Far from restaurant tables and dishes reserved for special occasions, one soup captures Cambodian home cooking at its most everyday. Samlor machu trey, a sour-and-savoury fish soup, is made across the country using whatever the day's market has to offer.

Samlor Machu Trey
Samlor Machu Trey

An everyday dish, not a celebration one

Unlike amok, often reserved for restaurants and special occasions, samlor machu trey belongs firmly to the family table. It appears at Cambodian Sunday lunches, made with whatever is easiest to find at the local market or in the garden: lemongrass, galangal, tomatoes, sometimes pineapple. The fish is typically a freshwater variety, such as snakehead or catfish, often cooked bone-in to enrich the broth.

A sourness built on tamarind

The dish's character comes from its clear, coconut-free broth, traditionally soured with tamarind pulp. Some families add pineapple for a sweeter edge, a variation sometimes called samlor machu youn.

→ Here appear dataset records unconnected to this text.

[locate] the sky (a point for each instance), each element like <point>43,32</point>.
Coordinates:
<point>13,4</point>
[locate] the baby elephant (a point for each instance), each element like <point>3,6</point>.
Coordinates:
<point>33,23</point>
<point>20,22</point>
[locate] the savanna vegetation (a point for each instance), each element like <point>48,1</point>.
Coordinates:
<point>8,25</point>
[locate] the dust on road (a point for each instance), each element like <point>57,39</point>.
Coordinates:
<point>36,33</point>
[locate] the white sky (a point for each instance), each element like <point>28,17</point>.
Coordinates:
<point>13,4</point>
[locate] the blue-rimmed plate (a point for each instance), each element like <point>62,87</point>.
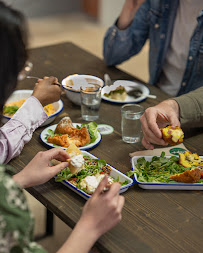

Others keep it strictly sour, lifted with fresh chili. Prahok, the fermented fish paste central to Khmer cuisine, is sometimes stirred in for extra depth, though it remains optional.

The name of a whole family of soups

The term samlor machu doesn't describe a single fixed recipe but an entire category of sour soups, which vary by region, family, and seasonal ingredients. Depending on the version, it may include water spinach, tomatoes, cabbage, or local herbs like cilantro and Thai basil, added at the very end of cooking to keep them fresh.

A quiet symbol of Cambodian cooking

Little known outside Cambodia compared to neighbouring soups like Vietnamese pho or Malaysian laksa, samlor machu trey nonetheless captures the diversity and subtlety of everyday Khmer cuisine. Served with jasmine rice, it remains one of the dishes that best evokes Cambodian home cooking, far from the tourist-facing reputation of amok.

The recipe — Samlor Machu Trey (serves 4)

Ingredients

•       600g snakehead fish or catfish, cleaned and cut into thick chunks (bone-in for flavour)

•       1.5 litres water or light fish stock

•       3 tbsp tamarind pulp, soaked in warm water and strained (or tamarind paste)

•       2 stalks lemongrass, bruised and cut into long sections

•       20g galangal, thinly sliced

•       4 kaffir lime leaves, torn

•       4 garlic cloves, smashed

•       3 shallots, sliced

•       2 ripe tomatoes, cut into wedges

•       1 cup fresh or canned pineapple chunks (optional, for sweetness)

•       2 fresh red chilies, sliced (adjust to taste)

•       2 tbsp fish sauce

•       1 tbsp palm sugar

•       1 tsp prahok (optional, for a deeper traditional flavour)

•       2 cups water spinach or morning glory, cut into segments

•       A handful of Thai basil leaves

•       A handful of cilantro and sawtooth herb (ngo gai), roughly chopped

Method

1.     Bring the water or stock to a simmer with the lemongrass, galangal, kaffir lime leaves, garlic, and shallots. Let simmer for about 10 minutes to infuse the aromatics.

2.     Stir in the tamarind and prahok (if using), tasting and adjusting until the broth has a clean, tangy sourness.

3.     Add the fish and cook gently until just cooked through, about 8 minutes — avoid a rolling boil so it stays tender.

4.     Add the tomatoes, pineapple, and chili, and simmer for 5 minutes until the tomatoes soften slightly.

5.     Season with fish sauce and palm sugar, tasting for the balance of sour, salty, and sweet.

6.     Add the water spinach and cook just until wilted, about 1-2 minutes.

7.     Remove from heat and stir through the Thai basil and cilantro. Serve hot with steamed jasmine rice.

Note: this soup has countless regional and family variations. Some cooks add pineapple for sweetness, others keep it purely sour with tamarind alone. Prahok is optional but traditional, and deepens the savoury base considerably. Whole bone-in fish gives a richer broth than fillets.